There are many reasons why I didn't want to label some man my boyfriend. First off, the words boyfriend and girlfriend are stupid words that invoke the images of teenagers. This is perhaps because historically people were married by the time they were 15, so courtship was really taking place between boys and girls and not men and women.   But then in 1993 everything changed and people started getting married later in life like when they were actually adults. Some blame Kurt Cobain and Nirvana for a whole generation of Americans delaying their married lives. Maybe it's true, I don't know I didn't bother to do any actual research. I figured if Wikipedia just makes things up anyway, why waste my time "researching" and then citing when I can cut out the middle man and just make it all up myself.  But either way Courtney Love, am I right? 

Secondly, maybe I dated some embarassing type men and I wanted to remain in denial that I chose sports jersey wearing mamma's boy as my boyfriend. "Wow, that harsh. Like you're some catch and someone would want to admit you're his girlfriend." Clearly, I'm not a catch did you not just read the first paragraph where I told you I didn't have a boyfriend until I was 30?  We're are all horrible can we move on, mister sanctimonious voice in my head?

Thirdly, and most likely, commitment and intimacy is terrible and scary especially when I was in my twenties and I thought my life would be amazing.  With a future that looked like it had no limits why limit that future with a ball chain that would keep anchored to the Earth instead of soaring among the clouds?  When I realized that I was not flying with the jets and birds but drowning in toxic sludge I learned that committing grabbing on to a life raft and dragging in down with me. No one wants to die alone.

However, before life's harsh lessons forced me to grow up and use the word boyfriend for real, stand-up comedy made me cop to it a half a decade sooner.  In stand-up messy overly dramatic details just get in the way of the joke.  You can't get up on stage and say my ex-"dude I used to sometimes have sex with and then not talk to and then have sex with again and then maybe go on some dates with, but we were still seeing other people, and those people well some of them I don't know their ages or their last names so who knows what's going on there." had disproportionately small hands.   The audience is now trying to decipher my relationship status that they can't pay attention to my hilarious impression of dating Godzilla.  As you know Godzilla's hands are very tiny in relation to the rest of him. So smallhands became my boyfriend.

Stand-up comedy might be therapeutic but the audience isn't my friend. The audience didn't show up to a bar to have a comedy show appear out of nowhere like a sniper on the Washington Mall  to figure out what the most accurate label for my dysfunctional romantic situations are.  They are two busy trying to figure out  how  a night out to take in a game and get drinks with friends somehow became a night where the TVs are turned off and hoodie clad, anger misfits are screaming at them through a mic to shut the fuck up as they talk about their dicks and vaginas.  
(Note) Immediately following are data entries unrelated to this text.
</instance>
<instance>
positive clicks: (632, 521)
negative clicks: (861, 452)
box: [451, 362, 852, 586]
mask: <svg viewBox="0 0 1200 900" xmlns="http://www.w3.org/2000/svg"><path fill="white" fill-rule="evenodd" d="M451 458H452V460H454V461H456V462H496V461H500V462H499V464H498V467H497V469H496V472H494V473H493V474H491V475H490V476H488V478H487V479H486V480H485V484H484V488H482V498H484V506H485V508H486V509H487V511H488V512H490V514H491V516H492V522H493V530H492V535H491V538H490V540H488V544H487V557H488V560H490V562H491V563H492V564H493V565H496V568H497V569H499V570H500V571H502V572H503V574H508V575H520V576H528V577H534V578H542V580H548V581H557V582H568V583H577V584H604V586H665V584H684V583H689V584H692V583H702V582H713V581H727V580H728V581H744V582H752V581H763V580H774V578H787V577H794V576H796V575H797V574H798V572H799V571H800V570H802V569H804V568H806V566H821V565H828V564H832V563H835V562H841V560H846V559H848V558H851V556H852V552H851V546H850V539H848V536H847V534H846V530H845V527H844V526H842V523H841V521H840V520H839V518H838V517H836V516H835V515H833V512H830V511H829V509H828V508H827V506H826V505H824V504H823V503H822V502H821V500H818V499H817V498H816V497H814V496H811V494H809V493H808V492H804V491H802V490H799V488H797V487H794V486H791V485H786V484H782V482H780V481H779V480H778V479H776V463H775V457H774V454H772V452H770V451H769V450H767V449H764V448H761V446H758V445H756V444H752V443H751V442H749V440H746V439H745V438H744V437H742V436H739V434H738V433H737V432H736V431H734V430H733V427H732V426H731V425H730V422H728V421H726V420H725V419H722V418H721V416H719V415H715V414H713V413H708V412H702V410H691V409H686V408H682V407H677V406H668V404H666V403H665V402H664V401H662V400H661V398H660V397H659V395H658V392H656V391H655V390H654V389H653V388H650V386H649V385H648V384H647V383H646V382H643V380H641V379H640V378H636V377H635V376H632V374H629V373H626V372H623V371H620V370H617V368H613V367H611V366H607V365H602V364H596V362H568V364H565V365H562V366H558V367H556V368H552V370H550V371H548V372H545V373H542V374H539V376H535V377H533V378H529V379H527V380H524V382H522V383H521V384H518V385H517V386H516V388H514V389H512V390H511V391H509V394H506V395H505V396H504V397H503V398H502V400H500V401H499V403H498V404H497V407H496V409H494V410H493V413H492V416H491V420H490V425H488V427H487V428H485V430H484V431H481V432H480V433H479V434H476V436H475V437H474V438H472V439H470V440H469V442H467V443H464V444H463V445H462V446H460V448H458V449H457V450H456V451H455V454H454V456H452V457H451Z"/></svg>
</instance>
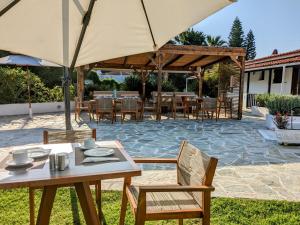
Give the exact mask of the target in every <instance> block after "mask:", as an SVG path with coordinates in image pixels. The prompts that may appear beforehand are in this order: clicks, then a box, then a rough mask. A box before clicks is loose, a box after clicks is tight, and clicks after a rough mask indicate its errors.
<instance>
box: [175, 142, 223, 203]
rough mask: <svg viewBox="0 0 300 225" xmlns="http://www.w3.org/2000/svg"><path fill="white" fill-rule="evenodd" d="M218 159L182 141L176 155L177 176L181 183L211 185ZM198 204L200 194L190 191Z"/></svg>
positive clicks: (185, 183)
mask: <svg viewBox="0 0 300 225" xmlns="http://www.w3.org/2000/svg"><path fill="white" fill-rule="evenodd" d="M217 162H218V160H217V159H216V158H213V157H210V156H208V155H207V154H205V153H204V152H202V151H200V150H199V149H198V148H197V147H195V146H193V145H192V144H190V143H188V142H187V141H183V142H182V144H181V150H180V153H179V155H178V164H177V177H178V183H179V184H181V185H193V186H200V185H207V186H209V185H211V184H212V181H213V177H214V174H215V170H216V167H217ZM192 195H193V197H194V198H195V200H196V201H197V202H198V204H199V205H202V195H200V194H199V192H195V193H192Z"/></svg>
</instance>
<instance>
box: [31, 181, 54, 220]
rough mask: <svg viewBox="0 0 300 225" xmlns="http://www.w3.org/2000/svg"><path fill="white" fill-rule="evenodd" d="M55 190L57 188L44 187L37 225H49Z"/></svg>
mask: <svg viewBox="0 0 300 225" xmlns="http://www.w3.org/2000/svg"><path fill="white" fill-rule="evenodd" d="M56 190H57V186H46V187H44V189H43V195H42V200H41V204H40V209H39V214H38V218H37V221H36V224H37V225H47V224H49V221H50V214H51V210H52V208H53V202H54V198H55V195H56Z"/></svg>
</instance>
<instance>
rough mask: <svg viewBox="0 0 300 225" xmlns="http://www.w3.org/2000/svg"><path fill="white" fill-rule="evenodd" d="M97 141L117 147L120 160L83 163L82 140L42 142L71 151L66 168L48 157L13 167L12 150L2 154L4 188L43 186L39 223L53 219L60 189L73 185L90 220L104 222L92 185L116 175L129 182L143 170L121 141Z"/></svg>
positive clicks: (67, 152) (17, 187) (22, 187)
mask: <svg viewBox="0 0 300 225" xmlns="http://www.w3.org/2000/svg"><path fill="white" fill-rule="evenodd" d="M96 143H97V145H98V146H101V147H108V148H113V149H114V150H115V151H114V155H113V156H112V157H117V158H119V160H118V161H116V162H101V163H82V160H83V158H84V154H83V151H82V150H81V149H80V148H79V147H80V143H66V144H48V145H38V147H41V148H44V149H49V150H51V153H60V152H64V153H67V155H68V159H69V166H68V167H67V168H66V169H65V170H64V171H57V170H55V171H52V170H50V169H49V159H48V157H46V159H44V160H43V159H41V160H38V161H34V162H33V164H32V165H30V166H28V167H25V168H9V167H7V165H6V162H7V161H8V160H10V159H11V154H9V152H7V154H1V156H0V189H15V188H26V187H27V188H42V189H43V194H42V198H41V202H40V208H39V212H38V216H37V221H36V224H38V225H47V224H49V221H50V215H51V211H52V207H53V202H54V199H55V195H56V191H57V188H59V187H65V186H70V187H72V186H73V187H75V190H76V193H77V196H78V198H79V202H80V205H81V208H82V212H83V215H84V218H85V221H86V223H87V224H89V225H100V221H101V219H102V218H101V212H99V214H97V210H96V204H95V202H94V200H93V197H92V193H91V189H90V184H93V183H94V184H95V183H97V182H99V181H100V182H101V180H105V179H114V178H124V181H126V180H129V179H131V178H132V177H133V176H140V175H141V169H140V168H139V166H138V165H137V164H135V162H134V161H133V160H132V158H131V157H130V156H129V155H128V154H127V152H126V151H125V150H124V148H123V146H122V144H121V143H120V142H119V141H101V142H96ZM18 148H20V147H18ZM21 148H23V149H26V148H28V147H25V146H23V147H21ZM100 186H101V185H100ZM98 191H101V189H100V190H98ZM100 211H101V208H100ZM12 223H13V221H12Z"/></svg>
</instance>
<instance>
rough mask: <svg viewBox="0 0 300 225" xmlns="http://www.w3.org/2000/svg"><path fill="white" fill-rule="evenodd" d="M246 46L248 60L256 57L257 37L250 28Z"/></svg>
mask: <svg viewBox="0 0 300 225" xmlns="http://www.w3.org/2000/svg"><path fill="white" fill-rule="evenodd" d="M245 47H246V60H251V59H255V57H256V47H255V37H254V34H253V32H252V30H249V32H248V34H247V37H246V41H245Z"/></svg>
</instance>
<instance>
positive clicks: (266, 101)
mask: <svg viewBox="0 0 300 225" xmlns="http://www.w3.org/2000/svg"><path fill="white" fill-rule="evenodd" d="M257 101H258V102H259V103H260V104H263V105H264V106H265V107H266V108H268V110H269V113H270V114H271V115H276V113H281V114H286V113H288V114H289V113H290V112H291V109H292V108H294V107H297V106H300V97H299V96H292V95H275V94H270V95H269V94H267V95H266V94H263V95H258V96H257Z"/></svg>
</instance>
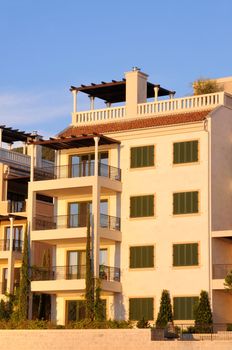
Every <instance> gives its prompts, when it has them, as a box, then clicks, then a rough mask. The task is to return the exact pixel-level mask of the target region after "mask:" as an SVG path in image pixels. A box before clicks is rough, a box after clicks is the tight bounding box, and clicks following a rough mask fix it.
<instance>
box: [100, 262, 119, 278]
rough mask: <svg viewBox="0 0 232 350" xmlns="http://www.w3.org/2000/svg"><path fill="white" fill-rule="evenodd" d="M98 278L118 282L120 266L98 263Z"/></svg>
mask: <svg viewBox="0 0 232 350" xmlns="http://www.w3.org/2000/svg"><path fill="white" fill-rule="evenodd" d="M99 278H100V279H103V280H107V281H116V282H120V268H119V267H111V266H106V265H100V266H99Z"/></svg>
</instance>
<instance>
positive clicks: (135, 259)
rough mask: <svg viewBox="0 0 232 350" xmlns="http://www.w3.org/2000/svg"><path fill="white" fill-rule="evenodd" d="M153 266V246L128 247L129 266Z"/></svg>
mask: <svg viewBox="0 0 232 350" xmlns="http://www.w3.org/2000/svg"><path fill="white" fill-rule="evenodd" d="M146 267H154V246H142V247H130V268H146Z"/></svg>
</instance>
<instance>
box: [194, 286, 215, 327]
mask: <svg viewBox="0 0 232 350" xmlns="http://www.w3.org/2000/svg"><path fill="white" fill-rule="evenodd" d="M212 324H213V316H212V311H211V307H210V302H209V295H208V293H207V292H206V291H205V290H202V291H201V294H200V299H199V302H198V304H197V305H196V308H195V329H196V331H197V332H210V330H211V325H212Z"/></svg>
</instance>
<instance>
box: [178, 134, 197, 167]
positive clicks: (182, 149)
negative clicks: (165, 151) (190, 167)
mask: <svg viewBox="0 0 232 350" xmlns="http://www.w3.org/2000/svg"><path fill="white" fill-rule="evenodd" d="M197 161H198V141H197V140H195V141H187V142H176V143H174V144H173V164H182V163H192V162H197Z"/></svg>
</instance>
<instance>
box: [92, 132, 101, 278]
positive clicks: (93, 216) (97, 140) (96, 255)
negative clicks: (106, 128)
mask: <svg viewBox="0 0 232 350" xmlns="http://www.w3.org/2000/svg"><path fill="white" fill-rule="evenodd" d="M94 141H95V160H94V183H93V190H92V191H93V192H92V196H93V200H92V203H93V204H92V205H93V208H92V213H93V220H92V225H93V227H92V244H93V247H92V250H93V272H94V277H95V278H98V277H99V250H100V237H99V222H100V185H99V177H98V142H99V137H94Z"/></svg>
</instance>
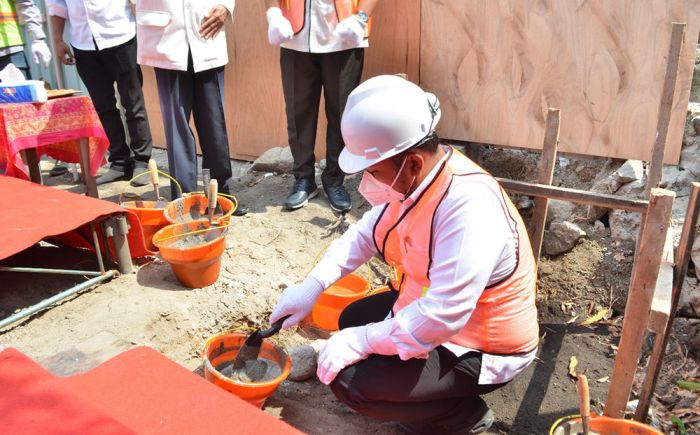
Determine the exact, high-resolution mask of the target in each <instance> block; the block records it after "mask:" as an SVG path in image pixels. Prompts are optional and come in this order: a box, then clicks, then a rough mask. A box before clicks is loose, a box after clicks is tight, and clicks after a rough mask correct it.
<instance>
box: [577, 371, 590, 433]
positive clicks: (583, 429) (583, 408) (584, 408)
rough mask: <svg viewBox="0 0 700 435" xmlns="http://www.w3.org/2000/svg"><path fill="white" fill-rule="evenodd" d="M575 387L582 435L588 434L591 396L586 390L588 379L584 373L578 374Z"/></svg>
mask: <svg viewBox="0 0 700 435" xmlns="http://www.w3.org/2000/svg"><path fill="white" fill-rule="evenodd" d="M577 387H578V388H577V389H578V397H579V406H580V409H581V420H582V423H583V433H584V435H588V422H589V419H590V416H591V396H590V393H589V391H588V379H587V378H586V375H578V381H577Z"/></svg>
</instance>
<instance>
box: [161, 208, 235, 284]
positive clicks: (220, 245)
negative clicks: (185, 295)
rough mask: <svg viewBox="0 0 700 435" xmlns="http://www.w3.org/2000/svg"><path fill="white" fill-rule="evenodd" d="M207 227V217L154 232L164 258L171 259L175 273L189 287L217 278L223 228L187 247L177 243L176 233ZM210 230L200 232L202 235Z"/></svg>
mask: <svg viewBox="0 0 700 435" xmlns="http://www.w3.org/2000/svg"><path fill="white" fill-rule="evenodd" d="M207 228H209V222H208V221H196V222H185V223H181V224H173V225H168V226H166V227H165V228H162V229H160V230H159V231H158V232H157V233H156V234H155V235H154V236H153V244H154V245H155V246H156V247H157V248H158V249H159V250H160V255H161V257H163V260H165V261H167V262H168V263H170V267H171V268H172V269H173V272H174V273H175V276H176V277H177V279H178V281H180V282H181V283H182V285H184V286H186V287H189V288H200V287H206V286H208V285H211V284H213V283H215V282H216V280H217V279H219V272H220V270H221V254H223V253H224V250H225V249H226V238H225V237H224V234H225V232H226V228H225V227H224V228H218V229H215V230H212V232H214V233H215V236H216V238H214V239H213V240H212V241H210V242H205V243H201V244H197V245H193V246H188V247H178V246H175V244H176V243H177V242H178V240H179V239H178V238H171V237H173V236H177V235H179V234H185V233H189V232H192V231H198V230H203V229H207ZM207 234H209V232H205V233H201V234H200V235H201V236H204V235H207Z"/></svg>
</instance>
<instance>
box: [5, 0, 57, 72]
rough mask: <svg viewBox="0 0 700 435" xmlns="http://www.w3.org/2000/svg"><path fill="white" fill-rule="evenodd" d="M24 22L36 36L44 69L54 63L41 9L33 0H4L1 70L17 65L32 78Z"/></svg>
mask: <svg viewBox="0 0 700 435" xmlns="http://www.w3.org/2000/svg"><path fill="white" fill-rule="evenodd" d="M20 19H21V22H22V23H24V24H25V25H26V29H27V33H29V36H30V37H31V39H32V47H31V48H32V57H33V58H34V63H36V64H37V65H42V66H43V67H44V68H47V67H48V66H49V62H51V50H49V47H48V46H47V45H46V33H44V28H43V27H42V26H41V12H39V8H37V7H36V5H35V4H34V1H33V0H0V70H2V69H3V68H5V67H6V66H7V65H9V64H11V63H12V64H14V65H15V66H16V67H17V68H18V69H19V70H20V71H22V73H23V74H24V76H25V77H26V78H28V79H29V78H31V74H30V72H29V63H28V62H27V56H25V55H24V37H23V36H22V28H21V27H20Z"/></svg>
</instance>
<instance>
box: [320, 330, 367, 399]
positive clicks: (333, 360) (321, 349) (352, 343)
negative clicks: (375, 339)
mask: <svg viewBox="0 0 700 435" xmlns="http://www.w3.org/2000/svg"><path fill="white" fill-rule="evenodd" d="M370 353H372V349H371V347H370V345H369V342H368V341H367V326H357V327H355V328H346V329H343V330H341V331H340V332H338V333H337V334H335V335H334V336H332V337H331V338H330V339H328V341H327V342H326V345H325V346H324V347H323V349H321V353H320V354H319V355H318V368H317V369H316V375H318V379H319V380H320V381H321V382H323V383H324V384H326V385H328V384H330V383H331V382H333V379H335V377H336V376H337V375H338V372H340V371H341V370H343V369H344V368H345V367H347V366H349V365H352V364H355V363H356V362H358V361H362V360H363V359H365V358H367V357H368V356H369V354H370Z"/></svg>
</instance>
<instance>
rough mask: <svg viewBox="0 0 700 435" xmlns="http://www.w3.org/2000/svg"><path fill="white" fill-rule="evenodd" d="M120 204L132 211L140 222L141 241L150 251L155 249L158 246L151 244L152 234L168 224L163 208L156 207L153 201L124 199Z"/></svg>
mask: <svg viewBox="0 0 700 435" xmlns="http://www.w3.org/2000/svg"><path fill="white" fill-rule="evenodd" d="M121 206H122V207H124V208H125V209H127V210H129V211H131V212H133V213H134V214H135V215H136V217H138V218H139V222H141V229H142V230H143V241H144V243H145V244H146V247H147V248H148V249H149V250H150V251H157V250H158V248H156V246H155V245H154V244H153V235H154V234H155V233H156V232H157V231H158V230H159V229H161V228H163V227H164V226H166V225H168V221H167V220H166V219H165V216H164V215H163V210H164V209H163V208H156V202H155V201H126V202H122V203H121Z"/></svg>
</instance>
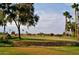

In this atmosphere nuance goes out the window and you all became my boyfriends. Yes, you guy with no pillow, and you the guy I slept with once who I described as having no teeth because describing your actual teeth would have also taken too long. And you who wanted to role play office, and you my greatest loves who I never dated buy stalked for years anyway, you were my truest boyfriends and I think the audiences across America for letting us have that kind of commitment and intimacy even if it was only on stage and in their minds.

Stand-up comedy hasn't given me riches, or respect, or self-worth, but it has given me more boyfriends then I truly ever deserve and for that it's all been worth it, except if you're using worth in a monetary sense then really it hasn't been.